Missing out on a full night of rest and recovery, especially if you must force yourself awake each weekday morning with an alarm clock, creates a sleep debt for some people who need to make up for this lost sleep time over the weekends. However, this sudden difference or disruption in sleeping patterns for two days creates a ‘jetlag’ of sorts when you switch back to your social schedule on Monday.
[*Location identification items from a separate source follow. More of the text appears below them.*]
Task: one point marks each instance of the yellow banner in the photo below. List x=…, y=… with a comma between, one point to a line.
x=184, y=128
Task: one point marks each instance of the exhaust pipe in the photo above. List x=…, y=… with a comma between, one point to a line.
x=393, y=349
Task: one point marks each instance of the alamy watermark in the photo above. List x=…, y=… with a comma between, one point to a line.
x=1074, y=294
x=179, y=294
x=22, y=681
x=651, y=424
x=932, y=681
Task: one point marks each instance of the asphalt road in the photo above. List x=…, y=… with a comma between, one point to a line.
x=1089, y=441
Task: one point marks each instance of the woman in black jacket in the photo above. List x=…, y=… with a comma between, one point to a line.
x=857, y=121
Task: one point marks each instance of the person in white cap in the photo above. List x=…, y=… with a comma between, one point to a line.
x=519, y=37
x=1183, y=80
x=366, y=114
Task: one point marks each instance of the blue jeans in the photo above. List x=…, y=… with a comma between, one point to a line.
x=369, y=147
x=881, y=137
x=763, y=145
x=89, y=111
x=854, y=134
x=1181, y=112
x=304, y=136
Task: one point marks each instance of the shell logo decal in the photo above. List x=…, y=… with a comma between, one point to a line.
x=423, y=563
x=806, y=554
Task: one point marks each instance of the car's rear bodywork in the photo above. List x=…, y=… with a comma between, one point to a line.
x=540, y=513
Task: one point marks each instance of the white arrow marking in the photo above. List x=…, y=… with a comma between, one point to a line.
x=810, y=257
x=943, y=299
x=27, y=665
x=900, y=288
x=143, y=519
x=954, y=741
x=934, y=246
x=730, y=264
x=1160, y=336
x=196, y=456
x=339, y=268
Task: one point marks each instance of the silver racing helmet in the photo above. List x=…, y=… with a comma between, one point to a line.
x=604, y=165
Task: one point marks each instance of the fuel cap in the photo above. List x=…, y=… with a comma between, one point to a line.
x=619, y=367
Some common, everyday symptoms of social jetlag can include:

  • feeling intensely groggy in the morning
  • feeling sleepy or ‘jetlagged’ during the day
  • experiencing poor concentration
  • experiencing stress, depression, or irritability
  • taking longer to fall asleep at night

How to bounce back from social jetlag?

If you are a lark (a natural early riser), try to maintain your sleep times every day. You may be tempted to stay up late every Friday and Saturday because, hey, it’s the weekend. However, this shift will either create a sleep debt if you still wake up at the same time or social jetlag during the week if you sleep in on the weekend.

If you are an owl (a natural late riser), look into changing your work and study schedules to fit your sleeping patterns. By allowing yourself to sleep later during the week, you will be able to maintain a consistent sleep time on the weekends as well. Where possible, it’s important to work in accordance with your chronotype rather than working against it and constantly struggling with social jetlag.

No matter what your chronotype is, remember: keeping a regular sleep pattern is as important as the quantity of sleep we have.